Un popolo di emigrati con poca memoria.

New York, Sidney, Toronto, Buenos Aires, San Paolo, Montevideo anni ’20, i porti videro lo sbarco di milioni di cittadini italiani.

Tra il 1881 e il 1985 quasi 30 milioni di nostri connazionali, salparono da Genova, Le Havre o Napoli per darsi un’opportunità di vita migliore.

Negli ultimi 4 anni in Italia sono sbarcati circa 120 mila stranieri. Ad oggi abbiamo circa 6 milioni di stranieri di cui 5 milioni e 600 mila regolari, 83 mila circa con richiesta di asilo e 517 mila irregolari.

Le motivazioni sono le stesse che avevano i nostri avi, identiche a tutti gli abitanti della terra che per spirito di miglioramento sfidano il destino dandosi una chance in più e donandola alle generazioni future.

Erano viaggi della speranza in condizioni disumane, un sacco imbottito di paglia e un orinatoio ogni 100 persone gli unici comfort di un viaggio che durava un mese. Molti morivano prima, esattamente lo scenario che vediamo e leggiamo ogni giorno dalle nostre coste di approdo.

Sbarcati era subito gioia? No. Li consideravano “una razza inferiore” o una “stirpe di assassini, anarchici e mafiosi”. Il presidente Usa Richard Nixon intercettato nel 1973  disse: “Non sono come noi. La differenza sta nell’odore diverso, nell’aspetto diverso, nel modo di agire diverso. Il guaio é che non si riesce a trovarne uno che sia onesto”.
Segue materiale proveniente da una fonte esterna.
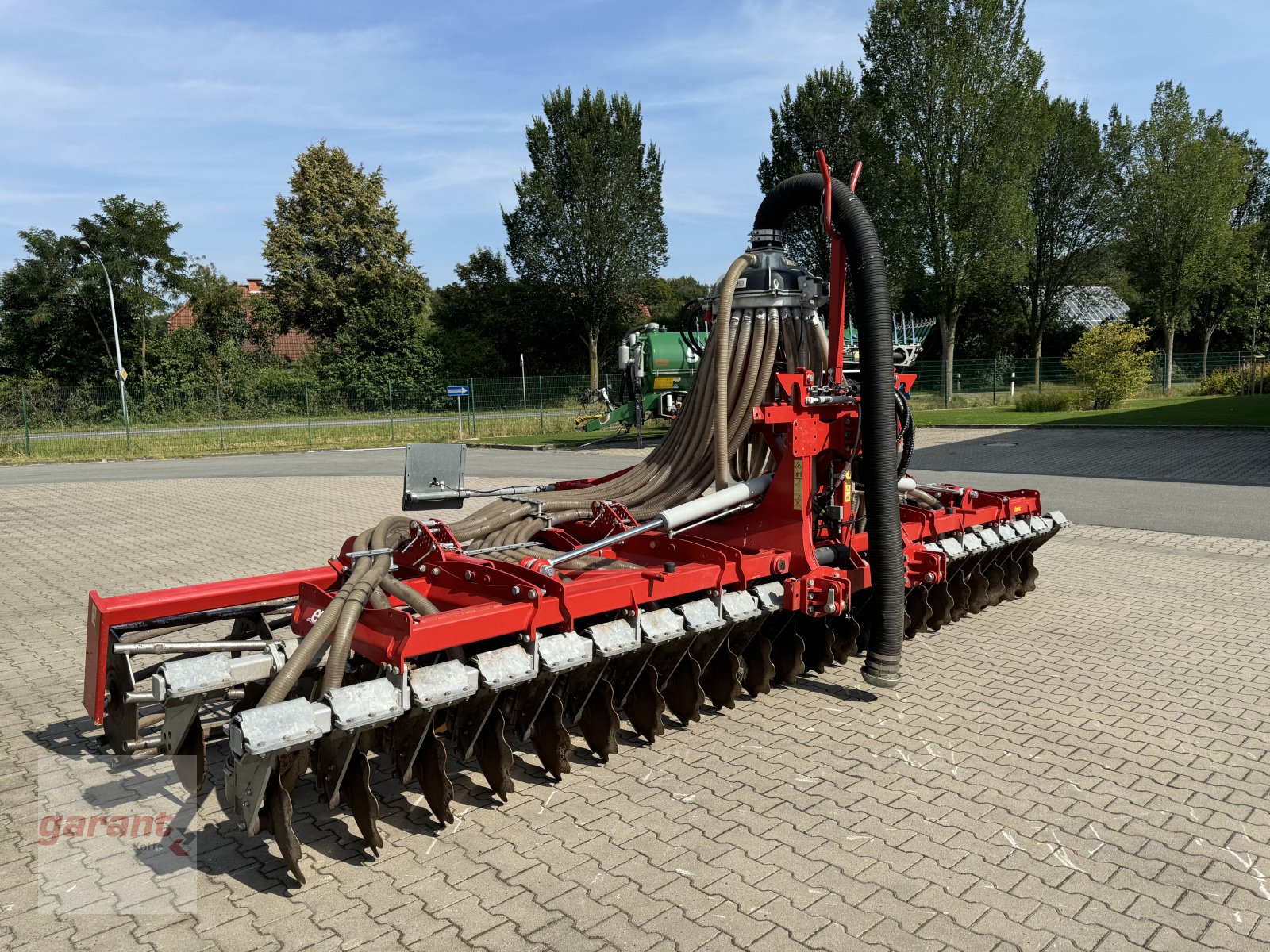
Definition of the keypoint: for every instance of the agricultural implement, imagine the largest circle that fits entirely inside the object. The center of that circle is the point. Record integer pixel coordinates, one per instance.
(656, 370)
(772, 533)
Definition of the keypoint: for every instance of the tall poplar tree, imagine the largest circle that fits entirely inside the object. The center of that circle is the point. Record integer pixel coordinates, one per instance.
(587, 226)
(954, 93)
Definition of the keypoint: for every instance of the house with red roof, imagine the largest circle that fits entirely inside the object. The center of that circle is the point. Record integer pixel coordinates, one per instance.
(290, 347)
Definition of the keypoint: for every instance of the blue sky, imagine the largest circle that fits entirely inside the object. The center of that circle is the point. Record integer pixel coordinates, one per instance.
(206, 106)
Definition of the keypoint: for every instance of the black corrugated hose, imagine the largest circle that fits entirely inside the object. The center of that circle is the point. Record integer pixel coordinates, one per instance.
(852, 222)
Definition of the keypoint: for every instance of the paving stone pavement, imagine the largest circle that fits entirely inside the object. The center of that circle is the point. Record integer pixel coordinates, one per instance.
(1083, 768)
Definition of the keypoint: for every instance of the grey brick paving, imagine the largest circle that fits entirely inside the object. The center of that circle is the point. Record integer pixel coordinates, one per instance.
(1081, 770)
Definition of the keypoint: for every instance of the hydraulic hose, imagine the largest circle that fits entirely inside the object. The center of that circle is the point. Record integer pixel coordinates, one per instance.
(868, 270)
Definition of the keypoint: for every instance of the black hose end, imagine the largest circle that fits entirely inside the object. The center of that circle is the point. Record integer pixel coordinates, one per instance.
(886, 677)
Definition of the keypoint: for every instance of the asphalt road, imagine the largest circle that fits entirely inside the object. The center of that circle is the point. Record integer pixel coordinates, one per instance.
(285, 425)
(1203, 482)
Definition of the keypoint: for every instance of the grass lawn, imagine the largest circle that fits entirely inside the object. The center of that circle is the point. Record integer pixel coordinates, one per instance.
(168, 446)
(1160, 412)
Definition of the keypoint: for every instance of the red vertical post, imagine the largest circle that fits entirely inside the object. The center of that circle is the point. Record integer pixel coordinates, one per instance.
(836, 317)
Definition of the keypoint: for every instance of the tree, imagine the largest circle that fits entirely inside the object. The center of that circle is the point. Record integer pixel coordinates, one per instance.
(384, 342)
(1109, 363)
(588, 221)
(1225, 273)
(1180, 175)
(954, 93)
(334, 244)
(825, 112)
(476, 317)
(55, 309)
(1073, 216)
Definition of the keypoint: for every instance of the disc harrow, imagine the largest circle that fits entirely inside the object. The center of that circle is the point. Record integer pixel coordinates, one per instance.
(772, 535)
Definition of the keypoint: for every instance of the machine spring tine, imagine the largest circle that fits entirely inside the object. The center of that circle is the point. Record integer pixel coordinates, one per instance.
(404, 738)
(550, 738)
(276, 812)
(787, 658)
(529, 706)
(921, 608)
(356, 793)
(721, 679)
(334, 757)
(495, 755)
(626, 674)
(960, 592)
(429, 767)
(846, 632)
(276, 818)
(190, 758)
(683, 691)
(598, 721)
(816, 643)
(1010, 566)
(941, 606)
(1029, 574)
(760, 670)
(996, 574)
(645, 706)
Esportavano solo braccia da lavoro, uomini e donne che procreavano incrementando positivamente la demografia? No. Oltre la dignità i nostri usi e costumi anche criminalità e pure organizzata, basti pensare Lucky Luciano e l’organizzazione di Cosa Nostra italo americana degli anni’20.

Sento già le stesse obiezioni che sentivo negli anni 80 o all’inizio del 2000 quando arrivavano in massa polacchi, albanesi, afgani , siriani e poi africani: “Sì ma noi seguivamo le regole, loro sottraggono lavoro, non si integrano, vivono tra loro.”

Eppure la storia racconta che gli emigrati italiani nel mondo avevano i loro quartieri, Little Italy ne è ancora un esempio sbiadito, chiunque partiva portava con sé qualcosa del cibo italiano e quando aprirono i primi negozi e trattorie italiane, il cibo era nostro come pure i vestiti e la lingua parlata, considerato il livello di analfabetismo presente.

È sempre stato così e sempre lo sarà. È compito dello Stato, delle Comunità, organizzare l’integrazione affinché sia efficace e funzionale al benessere reciproco, vigilare perché le strutture d’accoglienza non diventino business illeciti ma soprattutto immorali.

Adeguare il numero di permessi alle reali necessità del mondo del lavoro evitando sfruttamento clandestino da parte delle  attività produttive e reclutamento nella malavita.

Giorgia Meloni è consapevole di non poter sbagliare un colpo, pena dissolvere l’impegno profuso in questi anni e dopo lo scivolone di ieri imponga un proficuo silenzio ai suoi collaboratori ma anche a un vice premier che ha davvero stancato, una prima donna di avanspettacolo mancata, uno che esiste sulla pelle di chi lavora davvero e parla poco nell’interesse del Paese.